Spécialiste de la Turquie à l’Institut de relations internationales et stratégiques (IRIS), Aliacan Tayla revient sur les révoltes des pays arabes et le rôle de la Turquie vis-à-vis de ses voisins.


Différents observateurs estiment que la Turquie est aujourd’hui dans une situation délicate vis-à-vis de ses voisins. Pourquoi?

Depuis son arrivée au pouvoir en 2002, le gouvernement de Recep Tayyip Erdogan, (l’AKP, Parti pour la justice et le développement) a mis en place une nouvelle stratégie diplomatique. Le mot d’ordre est «zéro problème» avec les pays voisins. Compte tenu de l’idéologie islamo-conservatrice de l’AKP, la Turquie a fait un pas en avant vers les pays arabes. Elle a renforcé ses relations avec la Libye, et plus encore avec la Syrie qui accueille de très nombreux ouvriers et travailleurs turcs.

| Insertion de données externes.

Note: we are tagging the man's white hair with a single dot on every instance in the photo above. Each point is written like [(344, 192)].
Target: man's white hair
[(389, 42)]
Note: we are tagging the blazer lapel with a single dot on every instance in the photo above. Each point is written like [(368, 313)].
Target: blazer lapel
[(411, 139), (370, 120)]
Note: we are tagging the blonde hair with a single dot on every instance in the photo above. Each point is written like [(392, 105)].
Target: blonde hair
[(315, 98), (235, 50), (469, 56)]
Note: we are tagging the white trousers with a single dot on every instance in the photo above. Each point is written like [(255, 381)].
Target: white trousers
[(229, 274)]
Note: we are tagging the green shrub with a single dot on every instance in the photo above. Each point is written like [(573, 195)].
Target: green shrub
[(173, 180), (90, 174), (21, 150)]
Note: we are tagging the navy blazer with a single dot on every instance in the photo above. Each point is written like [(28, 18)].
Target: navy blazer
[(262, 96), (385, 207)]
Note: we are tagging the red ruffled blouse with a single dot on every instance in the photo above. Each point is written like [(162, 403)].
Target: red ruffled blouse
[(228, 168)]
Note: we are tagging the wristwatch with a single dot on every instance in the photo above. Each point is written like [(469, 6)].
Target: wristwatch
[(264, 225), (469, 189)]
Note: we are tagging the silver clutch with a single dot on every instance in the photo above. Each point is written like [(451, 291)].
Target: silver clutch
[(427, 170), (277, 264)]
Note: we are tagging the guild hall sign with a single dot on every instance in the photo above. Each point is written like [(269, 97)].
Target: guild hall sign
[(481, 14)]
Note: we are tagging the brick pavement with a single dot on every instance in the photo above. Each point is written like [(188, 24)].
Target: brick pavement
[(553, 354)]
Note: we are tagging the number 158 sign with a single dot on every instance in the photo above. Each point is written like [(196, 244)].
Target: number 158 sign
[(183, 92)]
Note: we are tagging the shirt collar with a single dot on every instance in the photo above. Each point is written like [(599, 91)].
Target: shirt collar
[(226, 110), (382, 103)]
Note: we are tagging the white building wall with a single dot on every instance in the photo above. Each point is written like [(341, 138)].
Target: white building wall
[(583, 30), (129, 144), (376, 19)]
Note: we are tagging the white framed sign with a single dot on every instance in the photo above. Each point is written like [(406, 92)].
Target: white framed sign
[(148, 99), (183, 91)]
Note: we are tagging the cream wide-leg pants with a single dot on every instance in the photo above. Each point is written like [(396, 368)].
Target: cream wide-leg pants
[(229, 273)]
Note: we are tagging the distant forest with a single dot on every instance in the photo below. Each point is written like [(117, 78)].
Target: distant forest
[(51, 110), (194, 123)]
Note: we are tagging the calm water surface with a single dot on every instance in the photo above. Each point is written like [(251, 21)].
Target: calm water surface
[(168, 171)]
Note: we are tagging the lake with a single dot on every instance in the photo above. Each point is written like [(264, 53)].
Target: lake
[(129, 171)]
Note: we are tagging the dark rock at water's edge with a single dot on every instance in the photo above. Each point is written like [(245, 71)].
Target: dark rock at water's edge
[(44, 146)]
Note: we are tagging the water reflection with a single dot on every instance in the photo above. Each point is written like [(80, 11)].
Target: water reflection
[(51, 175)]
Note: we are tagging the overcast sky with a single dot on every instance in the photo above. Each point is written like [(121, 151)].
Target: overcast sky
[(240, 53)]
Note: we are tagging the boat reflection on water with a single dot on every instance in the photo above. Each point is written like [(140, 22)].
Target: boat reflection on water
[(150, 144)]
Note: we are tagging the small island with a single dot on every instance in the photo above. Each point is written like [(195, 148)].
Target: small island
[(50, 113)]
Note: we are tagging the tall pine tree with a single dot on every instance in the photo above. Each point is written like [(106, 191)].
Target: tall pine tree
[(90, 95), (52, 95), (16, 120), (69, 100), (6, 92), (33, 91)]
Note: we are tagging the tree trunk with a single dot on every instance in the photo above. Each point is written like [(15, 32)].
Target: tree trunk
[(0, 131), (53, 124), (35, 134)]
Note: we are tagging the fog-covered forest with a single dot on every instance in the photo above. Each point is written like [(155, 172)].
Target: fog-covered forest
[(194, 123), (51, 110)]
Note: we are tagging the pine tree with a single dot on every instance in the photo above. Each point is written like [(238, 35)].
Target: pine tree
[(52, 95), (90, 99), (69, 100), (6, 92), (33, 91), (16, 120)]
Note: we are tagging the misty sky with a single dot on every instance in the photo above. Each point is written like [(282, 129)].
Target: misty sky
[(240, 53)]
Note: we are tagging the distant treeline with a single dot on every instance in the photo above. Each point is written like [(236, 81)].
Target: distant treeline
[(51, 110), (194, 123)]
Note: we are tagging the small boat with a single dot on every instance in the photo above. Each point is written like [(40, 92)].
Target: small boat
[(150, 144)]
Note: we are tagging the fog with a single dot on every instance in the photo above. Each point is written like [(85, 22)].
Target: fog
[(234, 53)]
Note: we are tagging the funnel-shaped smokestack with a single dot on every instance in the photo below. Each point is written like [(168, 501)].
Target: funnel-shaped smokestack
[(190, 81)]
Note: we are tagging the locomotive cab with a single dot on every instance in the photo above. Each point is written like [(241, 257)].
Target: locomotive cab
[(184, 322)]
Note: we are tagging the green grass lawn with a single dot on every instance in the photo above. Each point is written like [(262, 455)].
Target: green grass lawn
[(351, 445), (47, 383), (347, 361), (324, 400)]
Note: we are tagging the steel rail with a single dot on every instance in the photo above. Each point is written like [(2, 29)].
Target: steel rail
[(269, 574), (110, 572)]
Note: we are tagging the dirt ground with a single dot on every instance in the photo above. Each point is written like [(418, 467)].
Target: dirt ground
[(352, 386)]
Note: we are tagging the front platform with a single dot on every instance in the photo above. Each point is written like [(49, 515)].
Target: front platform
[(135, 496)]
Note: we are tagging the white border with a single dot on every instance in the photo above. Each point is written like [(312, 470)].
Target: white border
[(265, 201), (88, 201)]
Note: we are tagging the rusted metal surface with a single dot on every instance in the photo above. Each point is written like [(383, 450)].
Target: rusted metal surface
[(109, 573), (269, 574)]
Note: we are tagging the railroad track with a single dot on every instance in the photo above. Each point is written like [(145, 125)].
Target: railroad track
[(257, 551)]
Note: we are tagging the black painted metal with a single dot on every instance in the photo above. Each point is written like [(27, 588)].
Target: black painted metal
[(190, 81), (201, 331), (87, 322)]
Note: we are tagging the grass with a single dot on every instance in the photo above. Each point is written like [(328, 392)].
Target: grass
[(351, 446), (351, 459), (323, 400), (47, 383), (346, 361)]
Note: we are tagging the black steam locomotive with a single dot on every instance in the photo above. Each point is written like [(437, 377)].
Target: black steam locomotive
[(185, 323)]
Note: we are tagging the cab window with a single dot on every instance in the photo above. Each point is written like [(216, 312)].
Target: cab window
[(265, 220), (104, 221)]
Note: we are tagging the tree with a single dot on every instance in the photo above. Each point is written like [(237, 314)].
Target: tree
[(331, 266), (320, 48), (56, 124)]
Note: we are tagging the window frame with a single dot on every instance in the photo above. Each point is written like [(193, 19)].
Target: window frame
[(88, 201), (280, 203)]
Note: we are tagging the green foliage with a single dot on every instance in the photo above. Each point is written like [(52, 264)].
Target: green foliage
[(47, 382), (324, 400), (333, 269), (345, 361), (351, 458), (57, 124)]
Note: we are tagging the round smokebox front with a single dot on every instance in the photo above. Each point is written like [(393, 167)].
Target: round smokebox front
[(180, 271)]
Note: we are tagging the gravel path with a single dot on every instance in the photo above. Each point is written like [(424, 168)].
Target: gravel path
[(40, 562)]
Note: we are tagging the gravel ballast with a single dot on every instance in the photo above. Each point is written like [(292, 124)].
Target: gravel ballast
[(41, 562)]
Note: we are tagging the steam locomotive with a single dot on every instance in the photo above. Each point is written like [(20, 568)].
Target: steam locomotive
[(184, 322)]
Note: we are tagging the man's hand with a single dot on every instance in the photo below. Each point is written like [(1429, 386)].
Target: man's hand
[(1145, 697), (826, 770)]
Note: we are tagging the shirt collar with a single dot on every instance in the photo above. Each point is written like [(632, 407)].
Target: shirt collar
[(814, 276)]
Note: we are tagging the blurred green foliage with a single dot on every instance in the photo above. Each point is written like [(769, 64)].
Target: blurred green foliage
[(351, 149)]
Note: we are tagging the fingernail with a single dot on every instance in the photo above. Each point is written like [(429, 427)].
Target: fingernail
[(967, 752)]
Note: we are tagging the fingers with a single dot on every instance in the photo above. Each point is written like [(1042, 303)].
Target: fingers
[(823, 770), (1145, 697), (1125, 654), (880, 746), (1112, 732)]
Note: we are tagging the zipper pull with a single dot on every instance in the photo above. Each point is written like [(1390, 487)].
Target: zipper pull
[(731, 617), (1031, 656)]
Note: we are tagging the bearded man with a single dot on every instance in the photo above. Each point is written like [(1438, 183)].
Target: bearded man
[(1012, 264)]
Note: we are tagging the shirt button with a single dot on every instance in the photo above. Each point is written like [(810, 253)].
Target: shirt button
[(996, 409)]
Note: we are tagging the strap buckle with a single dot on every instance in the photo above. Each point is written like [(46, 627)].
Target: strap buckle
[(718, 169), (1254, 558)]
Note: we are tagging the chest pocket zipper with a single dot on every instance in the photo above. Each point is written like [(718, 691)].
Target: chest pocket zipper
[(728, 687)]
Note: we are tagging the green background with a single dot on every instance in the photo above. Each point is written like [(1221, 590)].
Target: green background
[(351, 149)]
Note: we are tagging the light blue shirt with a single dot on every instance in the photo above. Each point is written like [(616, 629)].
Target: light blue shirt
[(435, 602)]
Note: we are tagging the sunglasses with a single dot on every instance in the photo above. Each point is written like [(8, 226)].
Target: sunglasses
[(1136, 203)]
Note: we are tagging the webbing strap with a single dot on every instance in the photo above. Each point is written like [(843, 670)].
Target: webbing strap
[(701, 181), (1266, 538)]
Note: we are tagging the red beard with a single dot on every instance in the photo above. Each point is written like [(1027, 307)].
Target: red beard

La Turquie voulait jouer un rôle de médiateur régional, mais avec le "printemps arabe" le pays a dû laisser de côté les discours et les perspectives diplomatiques pour passer aux actions concrètes et aux prises de positions plus tranchées.


La Turquie doit donc choisir son camp?

C’est encore un peu tôt pour se poser cette question, on ne connait pas encore l’issue des révolutions arabes. Mais la Turquie a déjà dû revoir certaines de ses positions.


Elle s’était dans un premier temps fortement opposée à l’action de l’Otan en Libye en fustigeant, en particulier, l’action de la France. Le Premier ministre avait déclaré « la Turquie ne pointera aucune arme sur le peuple libyen ». A la suite d’échanges téléphoniques avec le président Obama, le gouvernement s’est montré moins radical et participe aujourd’hui au blocus maritime contre le régime de Kadhafi.


La question du choix se posera plus tard. Comment la Turquie qui avait commencé à tisser des liens avec les régimes en place, se positionnera-t-elle face aux nouvelles figures politiques de ces pays ? Pour l’instant, c’est flou.


Certains considèrent que la Turquie pourrait servir d’exemple pour ses voisins. Partagez-vous ce point de vue?

On a beaucoup misé sur cette opportunité, il y a quelques années. Mais c’était avant l’arrivée au pouvoir de l’AKP. L’ancien gouvernement s’inscrivait alors davantage dans un courant Kémaliste, quasi anti-arabe, tourné vers une idéologie occidentale.


Depuis 2002, la Turquie s’est ouverte aux pays arabes. C’est une très bonne chose qu’elle se rapproche de ses voisins. Mais certaines de ses prises positions sur la laïcité ou les restrictions électorales, comme la barre des 10% de suffrages pour être représenté à l’Assemblée nationale, pourraient remettre en cause cette fonction d’exemple.


Cette promiscuité avec les pays arabes changera-t-elle le regard que l’occident porte sur la Turquie, et celui de l’Union européenne en particulier ?

Avoir des relations calmes et apaisées avec les pays du monde arabe est un atout incontestable pour la Turquie vis-à-vis de l’Union européenne. Dans les années à venir, cette situation pourrait la rendre plus attirante, tant du point de vue politique, qu’économique et commercial.


Si la Turquie veille à entretenir des relations privilégiées et plus investies avec les pays arabes, elle ne rompt pas pour autant ses engagements occidentaux. Les événements récents ont par exemple réaffirmé son alliance avec les Etats-Unis.


Avec l’Union européenne c’est plus problématique. A ses débuts, l’AKP s’est beaucoup appuyé sur l’intégration européenne pour légitimer son arrivée au pouvoir.


Aujourd’hui le parti a acquis un électorat fidèle, et cet argument est de moins en moins évoqué. L’opinion publique turque a elle aussi peu à peu pris certaines distances vis-à-vis de l’UE. Le double discours européen, à la fois encourageant des institutions, et réfractaire d’Etats comme l’Allemagne et la France, passe de moins en moins en Turquie.


De ce point de vue, les récents développements du printemps arabe n’auront pas, à mon sens, un impact déterminant et catégorique sur l’entrée de la Turquie dans l’Union.